Why Trust in AI May Be Inevitable
This addresses the problem of trust and explanation in human-AI interaction, particularly for users of sophisticated AI systems, but it is incremental as it builds on existing formal models to derive a theoretical result.
The paper tackles the problem of whether explanation is necessary for trust in AI by formalizing explanation as a search process, showing that explanation can fail even under ideal conditions due to time constraints, leading to a default to trust. This result implies that as AI systems like Large Language Models generate spurious explanations, humans may trust without genuine understanding, creating risks of misplaced trust and imperfect knowledge integration.

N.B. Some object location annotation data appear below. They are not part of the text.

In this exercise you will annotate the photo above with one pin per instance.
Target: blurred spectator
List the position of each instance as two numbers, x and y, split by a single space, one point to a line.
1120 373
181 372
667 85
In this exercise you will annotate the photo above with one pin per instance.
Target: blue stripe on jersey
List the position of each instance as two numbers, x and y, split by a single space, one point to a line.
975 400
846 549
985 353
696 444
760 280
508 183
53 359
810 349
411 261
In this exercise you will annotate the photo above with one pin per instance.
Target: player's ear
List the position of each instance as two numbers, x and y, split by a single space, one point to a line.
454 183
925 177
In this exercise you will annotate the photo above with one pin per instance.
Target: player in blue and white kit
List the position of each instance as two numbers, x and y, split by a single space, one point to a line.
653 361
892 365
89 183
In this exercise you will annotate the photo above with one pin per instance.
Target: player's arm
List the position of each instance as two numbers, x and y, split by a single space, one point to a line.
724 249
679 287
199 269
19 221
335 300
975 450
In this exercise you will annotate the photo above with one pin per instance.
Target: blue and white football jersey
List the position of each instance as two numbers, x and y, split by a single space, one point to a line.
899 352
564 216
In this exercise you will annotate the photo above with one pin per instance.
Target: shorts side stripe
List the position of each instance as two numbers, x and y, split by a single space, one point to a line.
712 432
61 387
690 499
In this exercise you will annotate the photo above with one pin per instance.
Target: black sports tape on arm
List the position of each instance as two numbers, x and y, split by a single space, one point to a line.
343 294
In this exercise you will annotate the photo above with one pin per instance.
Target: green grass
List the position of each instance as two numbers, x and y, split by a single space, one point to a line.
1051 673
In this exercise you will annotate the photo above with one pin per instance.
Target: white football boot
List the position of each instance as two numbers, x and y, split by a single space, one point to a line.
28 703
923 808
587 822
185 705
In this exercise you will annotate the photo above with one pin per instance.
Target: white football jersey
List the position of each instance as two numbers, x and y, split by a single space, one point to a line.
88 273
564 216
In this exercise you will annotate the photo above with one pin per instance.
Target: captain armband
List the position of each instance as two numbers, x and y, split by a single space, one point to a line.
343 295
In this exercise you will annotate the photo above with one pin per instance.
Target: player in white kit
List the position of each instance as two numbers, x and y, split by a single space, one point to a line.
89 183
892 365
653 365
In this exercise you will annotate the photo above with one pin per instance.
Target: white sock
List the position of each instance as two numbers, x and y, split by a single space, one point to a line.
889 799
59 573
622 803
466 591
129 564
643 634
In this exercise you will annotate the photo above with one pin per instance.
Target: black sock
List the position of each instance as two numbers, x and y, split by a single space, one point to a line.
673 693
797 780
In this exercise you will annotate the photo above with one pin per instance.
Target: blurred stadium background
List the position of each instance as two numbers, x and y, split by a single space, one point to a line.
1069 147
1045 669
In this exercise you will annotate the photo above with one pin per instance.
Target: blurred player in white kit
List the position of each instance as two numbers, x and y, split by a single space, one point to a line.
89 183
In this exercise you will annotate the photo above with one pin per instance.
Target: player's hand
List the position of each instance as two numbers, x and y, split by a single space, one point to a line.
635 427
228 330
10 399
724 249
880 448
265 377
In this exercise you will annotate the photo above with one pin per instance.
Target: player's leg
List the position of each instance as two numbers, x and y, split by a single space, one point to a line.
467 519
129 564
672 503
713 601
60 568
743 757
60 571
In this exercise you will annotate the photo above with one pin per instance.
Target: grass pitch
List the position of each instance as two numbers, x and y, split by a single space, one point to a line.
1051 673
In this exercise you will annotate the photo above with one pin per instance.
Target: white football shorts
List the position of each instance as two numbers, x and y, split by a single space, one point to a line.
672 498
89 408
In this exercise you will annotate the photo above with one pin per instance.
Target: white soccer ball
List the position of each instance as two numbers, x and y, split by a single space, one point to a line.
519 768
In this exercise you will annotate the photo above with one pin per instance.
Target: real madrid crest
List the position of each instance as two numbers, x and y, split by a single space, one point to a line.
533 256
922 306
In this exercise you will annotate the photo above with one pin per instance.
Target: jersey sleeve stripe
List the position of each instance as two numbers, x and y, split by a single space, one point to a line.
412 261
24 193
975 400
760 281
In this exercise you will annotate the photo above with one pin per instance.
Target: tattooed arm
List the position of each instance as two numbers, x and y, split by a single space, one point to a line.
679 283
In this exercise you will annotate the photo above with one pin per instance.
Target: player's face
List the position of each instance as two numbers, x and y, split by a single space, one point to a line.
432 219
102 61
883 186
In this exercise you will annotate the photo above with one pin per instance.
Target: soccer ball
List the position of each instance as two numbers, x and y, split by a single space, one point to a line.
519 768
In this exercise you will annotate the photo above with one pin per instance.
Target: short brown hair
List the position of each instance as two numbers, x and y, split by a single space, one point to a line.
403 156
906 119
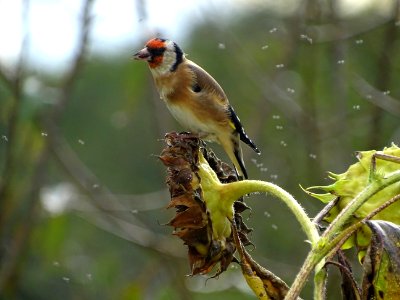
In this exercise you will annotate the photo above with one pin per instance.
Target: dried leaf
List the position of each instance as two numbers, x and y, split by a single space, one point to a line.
382 262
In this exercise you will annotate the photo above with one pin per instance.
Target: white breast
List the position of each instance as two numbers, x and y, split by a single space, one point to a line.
190 122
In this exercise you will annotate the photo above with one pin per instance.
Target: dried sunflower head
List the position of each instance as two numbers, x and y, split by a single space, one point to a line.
193 222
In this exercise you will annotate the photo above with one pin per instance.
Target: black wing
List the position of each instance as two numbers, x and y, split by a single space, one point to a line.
239 128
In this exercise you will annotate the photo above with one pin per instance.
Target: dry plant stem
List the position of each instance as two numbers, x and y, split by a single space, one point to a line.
250 186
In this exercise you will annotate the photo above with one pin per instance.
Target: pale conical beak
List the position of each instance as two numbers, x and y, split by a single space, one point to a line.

In human-AI interactions, explanation is widely seen as necessary for enabling trust in AI systems. We argue that trust, however, may be a pre-requisite because explanation is sometimes impossible. We derive this result from a formalization of explanation as a search process through knowledge networks, where explainers must find paths between shared concepts and the concept to be explained, within finite time. Our model reveals that explanation can fail even under theoretically ideal conditions - when actors are rational, honest, motivated, can communicate perfectly, and possess overlapping knowledge. This is because successful explanation requires not just the existence of shared knowledge but also finding the connection path within time constraints, and it can therefore be rational to cease attempts at explanation before the shared knowledge is discovered. This result has important implications for human-AI interaction: as AI systems, particularly Large Language Models, become more sophisticated and able to generate superficially compelling but spurious explanations, humans may default to trust rather than demand genuine explanations. This creates risks of both misplaced trust and imperfect knowledge integration.